Practically every Canadian seigneur
had the judicial prerogative; he could establish a court
in his seigneury, appoint its judge or judges, impose
penalties upon the habitants, and put the fees or costs
in his own pocket. In France this was a great source of
emolument, and too many seigneurs used their courts to
yield income rather than to dispense even-handed justice.

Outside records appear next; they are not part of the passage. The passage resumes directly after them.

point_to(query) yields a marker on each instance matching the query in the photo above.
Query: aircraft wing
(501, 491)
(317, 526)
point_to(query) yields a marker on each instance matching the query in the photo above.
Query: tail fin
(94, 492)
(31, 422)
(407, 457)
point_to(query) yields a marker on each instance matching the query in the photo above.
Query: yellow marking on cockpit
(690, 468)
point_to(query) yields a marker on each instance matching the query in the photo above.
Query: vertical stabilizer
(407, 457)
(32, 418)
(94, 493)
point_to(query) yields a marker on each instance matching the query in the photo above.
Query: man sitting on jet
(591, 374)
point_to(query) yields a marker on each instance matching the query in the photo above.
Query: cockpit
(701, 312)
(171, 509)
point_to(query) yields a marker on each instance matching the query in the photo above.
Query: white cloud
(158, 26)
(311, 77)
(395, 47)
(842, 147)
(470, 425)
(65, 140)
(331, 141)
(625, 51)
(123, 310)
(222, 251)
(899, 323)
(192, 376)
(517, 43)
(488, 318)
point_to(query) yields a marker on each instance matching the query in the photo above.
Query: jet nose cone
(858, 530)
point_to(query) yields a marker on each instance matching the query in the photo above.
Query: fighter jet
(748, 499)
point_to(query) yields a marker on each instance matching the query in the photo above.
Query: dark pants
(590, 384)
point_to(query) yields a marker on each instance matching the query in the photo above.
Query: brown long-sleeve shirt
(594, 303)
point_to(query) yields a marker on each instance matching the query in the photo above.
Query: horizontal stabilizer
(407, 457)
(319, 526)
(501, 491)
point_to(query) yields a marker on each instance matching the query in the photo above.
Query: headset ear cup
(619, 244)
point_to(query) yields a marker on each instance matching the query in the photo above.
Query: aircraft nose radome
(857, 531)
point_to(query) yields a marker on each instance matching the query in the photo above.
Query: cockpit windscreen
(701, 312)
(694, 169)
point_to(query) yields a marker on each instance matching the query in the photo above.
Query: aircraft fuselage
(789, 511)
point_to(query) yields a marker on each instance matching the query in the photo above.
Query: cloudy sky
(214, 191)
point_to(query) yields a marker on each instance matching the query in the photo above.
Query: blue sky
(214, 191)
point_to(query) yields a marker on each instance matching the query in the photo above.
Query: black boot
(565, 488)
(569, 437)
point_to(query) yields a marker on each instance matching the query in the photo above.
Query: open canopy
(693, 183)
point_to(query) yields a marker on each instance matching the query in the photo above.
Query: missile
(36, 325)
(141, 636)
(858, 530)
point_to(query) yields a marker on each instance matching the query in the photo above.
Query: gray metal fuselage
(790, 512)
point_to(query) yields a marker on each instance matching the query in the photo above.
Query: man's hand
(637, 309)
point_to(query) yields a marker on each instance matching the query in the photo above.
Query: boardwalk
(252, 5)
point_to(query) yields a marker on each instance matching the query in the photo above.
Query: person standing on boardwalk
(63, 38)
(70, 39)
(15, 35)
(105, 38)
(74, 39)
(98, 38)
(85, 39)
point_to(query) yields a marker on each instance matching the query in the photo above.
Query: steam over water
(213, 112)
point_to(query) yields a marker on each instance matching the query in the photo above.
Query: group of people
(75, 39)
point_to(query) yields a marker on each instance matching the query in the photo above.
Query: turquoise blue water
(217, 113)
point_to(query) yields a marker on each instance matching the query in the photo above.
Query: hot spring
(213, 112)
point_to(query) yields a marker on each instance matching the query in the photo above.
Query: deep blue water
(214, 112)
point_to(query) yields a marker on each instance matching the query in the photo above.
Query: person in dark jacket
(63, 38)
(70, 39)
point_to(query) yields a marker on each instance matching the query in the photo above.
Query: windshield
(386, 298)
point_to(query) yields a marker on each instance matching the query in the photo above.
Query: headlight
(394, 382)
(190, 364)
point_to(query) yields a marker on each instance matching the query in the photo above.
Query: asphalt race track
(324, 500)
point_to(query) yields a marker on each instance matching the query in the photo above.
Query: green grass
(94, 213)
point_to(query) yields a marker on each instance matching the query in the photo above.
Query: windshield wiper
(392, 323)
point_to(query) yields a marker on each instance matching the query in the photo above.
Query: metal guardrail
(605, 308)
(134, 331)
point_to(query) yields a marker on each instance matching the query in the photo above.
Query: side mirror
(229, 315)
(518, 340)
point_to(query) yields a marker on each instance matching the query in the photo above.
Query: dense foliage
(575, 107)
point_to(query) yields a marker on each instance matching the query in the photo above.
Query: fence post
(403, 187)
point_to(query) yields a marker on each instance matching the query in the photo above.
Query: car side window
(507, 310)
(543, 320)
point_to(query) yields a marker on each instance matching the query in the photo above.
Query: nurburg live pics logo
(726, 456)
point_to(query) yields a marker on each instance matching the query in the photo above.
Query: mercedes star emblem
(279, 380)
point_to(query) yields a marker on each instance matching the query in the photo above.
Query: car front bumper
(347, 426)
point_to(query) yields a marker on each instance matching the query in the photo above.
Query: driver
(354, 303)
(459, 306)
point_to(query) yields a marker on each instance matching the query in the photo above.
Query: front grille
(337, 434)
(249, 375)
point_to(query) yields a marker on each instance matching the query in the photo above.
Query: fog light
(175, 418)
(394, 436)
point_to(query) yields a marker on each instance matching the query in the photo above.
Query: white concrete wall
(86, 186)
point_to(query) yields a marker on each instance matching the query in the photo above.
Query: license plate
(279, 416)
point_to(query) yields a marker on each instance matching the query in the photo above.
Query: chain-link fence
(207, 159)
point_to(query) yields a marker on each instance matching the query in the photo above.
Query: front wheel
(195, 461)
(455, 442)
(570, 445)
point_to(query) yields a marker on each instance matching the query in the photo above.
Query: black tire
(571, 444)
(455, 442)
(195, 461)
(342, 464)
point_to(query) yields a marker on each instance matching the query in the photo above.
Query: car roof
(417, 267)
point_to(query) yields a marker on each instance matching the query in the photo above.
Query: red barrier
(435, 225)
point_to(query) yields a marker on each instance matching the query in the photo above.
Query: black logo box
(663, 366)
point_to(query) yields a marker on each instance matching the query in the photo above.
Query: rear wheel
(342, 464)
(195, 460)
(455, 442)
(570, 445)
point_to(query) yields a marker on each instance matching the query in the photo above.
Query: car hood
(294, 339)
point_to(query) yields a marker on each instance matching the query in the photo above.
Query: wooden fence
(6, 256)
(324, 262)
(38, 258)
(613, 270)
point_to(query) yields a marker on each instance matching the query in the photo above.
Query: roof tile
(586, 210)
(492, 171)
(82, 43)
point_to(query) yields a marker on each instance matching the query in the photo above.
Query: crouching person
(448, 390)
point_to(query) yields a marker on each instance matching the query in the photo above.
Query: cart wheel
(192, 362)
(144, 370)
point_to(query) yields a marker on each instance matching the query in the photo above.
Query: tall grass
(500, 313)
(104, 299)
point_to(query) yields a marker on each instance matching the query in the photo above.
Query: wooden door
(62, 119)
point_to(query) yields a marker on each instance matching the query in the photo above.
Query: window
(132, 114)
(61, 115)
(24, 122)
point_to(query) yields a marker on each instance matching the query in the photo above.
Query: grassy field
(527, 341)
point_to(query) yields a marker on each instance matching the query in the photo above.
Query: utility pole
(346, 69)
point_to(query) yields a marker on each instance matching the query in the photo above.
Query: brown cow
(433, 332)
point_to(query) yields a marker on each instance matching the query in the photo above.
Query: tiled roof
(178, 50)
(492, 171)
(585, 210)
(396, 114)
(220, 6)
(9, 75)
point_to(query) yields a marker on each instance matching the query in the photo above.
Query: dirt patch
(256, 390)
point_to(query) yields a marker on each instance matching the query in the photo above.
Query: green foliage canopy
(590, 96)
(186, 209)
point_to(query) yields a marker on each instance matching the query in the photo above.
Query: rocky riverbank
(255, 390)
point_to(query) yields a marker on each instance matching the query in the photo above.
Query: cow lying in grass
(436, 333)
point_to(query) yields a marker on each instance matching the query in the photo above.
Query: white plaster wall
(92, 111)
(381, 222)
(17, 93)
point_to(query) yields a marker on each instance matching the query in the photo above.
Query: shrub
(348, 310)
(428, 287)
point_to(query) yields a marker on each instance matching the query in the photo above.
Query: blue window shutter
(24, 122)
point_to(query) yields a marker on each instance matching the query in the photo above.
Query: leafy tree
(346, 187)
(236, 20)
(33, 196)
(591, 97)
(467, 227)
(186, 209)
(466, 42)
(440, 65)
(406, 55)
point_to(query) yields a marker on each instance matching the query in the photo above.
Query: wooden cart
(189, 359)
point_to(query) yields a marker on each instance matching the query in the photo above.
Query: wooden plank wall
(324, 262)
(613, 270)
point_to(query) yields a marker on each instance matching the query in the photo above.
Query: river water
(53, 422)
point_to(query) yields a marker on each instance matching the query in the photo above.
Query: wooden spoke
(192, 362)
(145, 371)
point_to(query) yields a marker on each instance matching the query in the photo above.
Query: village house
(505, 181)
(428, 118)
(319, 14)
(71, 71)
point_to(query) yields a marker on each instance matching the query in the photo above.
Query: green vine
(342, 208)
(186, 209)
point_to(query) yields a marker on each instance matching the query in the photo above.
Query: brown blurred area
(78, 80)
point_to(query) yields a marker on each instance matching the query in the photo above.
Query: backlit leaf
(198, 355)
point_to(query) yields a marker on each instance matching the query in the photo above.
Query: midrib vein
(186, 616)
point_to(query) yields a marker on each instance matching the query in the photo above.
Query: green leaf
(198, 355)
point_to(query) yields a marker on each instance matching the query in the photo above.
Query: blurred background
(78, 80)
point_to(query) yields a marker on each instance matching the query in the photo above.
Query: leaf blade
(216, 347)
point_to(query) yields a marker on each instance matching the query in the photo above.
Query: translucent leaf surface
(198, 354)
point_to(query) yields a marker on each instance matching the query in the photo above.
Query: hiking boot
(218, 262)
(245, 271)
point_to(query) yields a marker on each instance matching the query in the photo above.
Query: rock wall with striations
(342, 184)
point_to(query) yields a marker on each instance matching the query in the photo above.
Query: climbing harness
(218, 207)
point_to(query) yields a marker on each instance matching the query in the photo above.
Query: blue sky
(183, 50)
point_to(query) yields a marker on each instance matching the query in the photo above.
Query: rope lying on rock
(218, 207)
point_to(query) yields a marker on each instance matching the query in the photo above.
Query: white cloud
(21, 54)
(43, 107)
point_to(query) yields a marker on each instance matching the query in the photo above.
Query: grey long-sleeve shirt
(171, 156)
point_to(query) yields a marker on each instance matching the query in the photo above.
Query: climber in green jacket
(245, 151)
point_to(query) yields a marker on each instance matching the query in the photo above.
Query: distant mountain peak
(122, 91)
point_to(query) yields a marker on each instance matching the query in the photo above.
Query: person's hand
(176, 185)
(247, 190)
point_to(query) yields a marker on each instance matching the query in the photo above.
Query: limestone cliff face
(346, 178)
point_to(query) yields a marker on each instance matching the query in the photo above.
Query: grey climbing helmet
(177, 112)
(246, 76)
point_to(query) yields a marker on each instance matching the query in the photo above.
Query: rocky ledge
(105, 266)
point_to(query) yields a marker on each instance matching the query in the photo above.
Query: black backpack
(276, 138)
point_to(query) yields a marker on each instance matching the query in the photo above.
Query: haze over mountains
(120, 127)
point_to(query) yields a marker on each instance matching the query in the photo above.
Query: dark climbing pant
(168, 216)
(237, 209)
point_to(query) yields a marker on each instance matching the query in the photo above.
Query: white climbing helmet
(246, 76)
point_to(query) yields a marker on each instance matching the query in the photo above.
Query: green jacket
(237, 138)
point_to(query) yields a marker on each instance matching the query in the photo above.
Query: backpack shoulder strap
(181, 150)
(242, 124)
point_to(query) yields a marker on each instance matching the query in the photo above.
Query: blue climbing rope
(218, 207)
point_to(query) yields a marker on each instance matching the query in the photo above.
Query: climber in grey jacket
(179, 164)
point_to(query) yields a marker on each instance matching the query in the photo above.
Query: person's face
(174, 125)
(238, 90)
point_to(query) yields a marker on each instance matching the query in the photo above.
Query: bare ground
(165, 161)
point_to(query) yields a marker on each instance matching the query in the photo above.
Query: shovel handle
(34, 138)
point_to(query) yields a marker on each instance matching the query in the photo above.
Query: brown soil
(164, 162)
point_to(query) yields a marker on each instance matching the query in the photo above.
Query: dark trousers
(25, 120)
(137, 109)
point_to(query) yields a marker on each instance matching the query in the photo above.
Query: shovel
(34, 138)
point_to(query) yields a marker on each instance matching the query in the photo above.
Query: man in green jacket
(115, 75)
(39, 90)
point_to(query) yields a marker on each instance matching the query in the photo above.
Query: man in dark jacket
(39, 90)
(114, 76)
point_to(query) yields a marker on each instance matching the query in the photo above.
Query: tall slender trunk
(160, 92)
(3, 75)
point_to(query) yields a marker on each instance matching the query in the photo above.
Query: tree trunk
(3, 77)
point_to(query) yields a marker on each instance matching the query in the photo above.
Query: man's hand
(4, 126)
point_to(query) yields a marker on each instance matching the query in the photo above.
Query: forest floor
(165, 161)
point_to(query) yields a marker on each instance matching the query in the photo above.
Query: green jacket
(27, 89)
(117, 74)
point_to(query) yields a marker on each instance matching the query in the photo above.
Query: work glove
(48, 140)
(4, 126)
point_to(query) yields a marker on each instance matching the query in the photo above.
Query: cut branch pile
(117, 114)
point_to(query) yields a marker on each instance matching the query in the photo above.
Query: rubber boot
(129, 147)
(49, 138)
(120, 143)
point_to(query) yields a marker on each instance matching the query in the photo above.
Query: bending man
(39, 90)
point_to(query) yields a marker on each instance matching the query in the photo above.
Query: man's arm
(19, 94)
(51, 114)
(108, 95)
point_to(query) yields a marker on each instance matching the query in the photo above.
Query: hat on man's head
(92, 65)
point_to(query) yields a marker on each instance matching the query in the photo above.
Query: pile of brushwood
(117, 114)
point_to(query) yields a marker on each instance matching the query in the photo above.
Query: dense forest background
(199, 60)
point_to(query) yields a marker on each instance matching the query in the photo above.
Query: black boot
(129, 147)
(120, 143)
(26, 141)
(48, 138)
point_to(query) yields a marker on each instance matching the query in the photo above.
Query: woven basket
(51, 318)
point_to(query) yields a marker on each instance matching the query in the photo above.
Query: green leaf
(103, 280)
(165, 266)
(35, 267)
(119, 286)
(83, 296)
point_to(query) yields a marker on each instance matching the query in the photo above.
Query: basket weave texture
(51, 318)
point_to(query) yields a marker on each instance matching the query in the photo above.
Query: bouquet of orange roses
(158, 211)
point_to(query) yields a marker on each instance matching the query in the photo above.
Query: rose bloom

But in Canada, owing to the relatively small number of
suitors in the seigneuries, the system could not be made
to pay its way. Some seigneurs appointed judges who held
court once or twice a week. Others tried to save this
expense by doing the work themselves. Behind the big
table in the main room of his manor-house the seigneur
sat in state and meted out justice in rough-and-ready
fashion. He was supposed to administer it in true accord
with the Custom of Paris; he might as well have been
asked to apply the Code of Hammurabi or the Capitularies
of Charlemagne. But if the seigneur did not know the law,
he at least knew the disputants, and his decisions were
not often wide of the eternal equities. At any rate, if
a suitor was not satisfied he could appeal to the royal
courts. Only minor cases were dealt with in the seigneurial
courts, and the appeals were not numerous.
On the whole, despite its crudeness, the administration
of seigneurial justice in New France was satisfactory
enough. The habitants, as far as the records show, made
no complaint. Justice was prompt and inexpensive.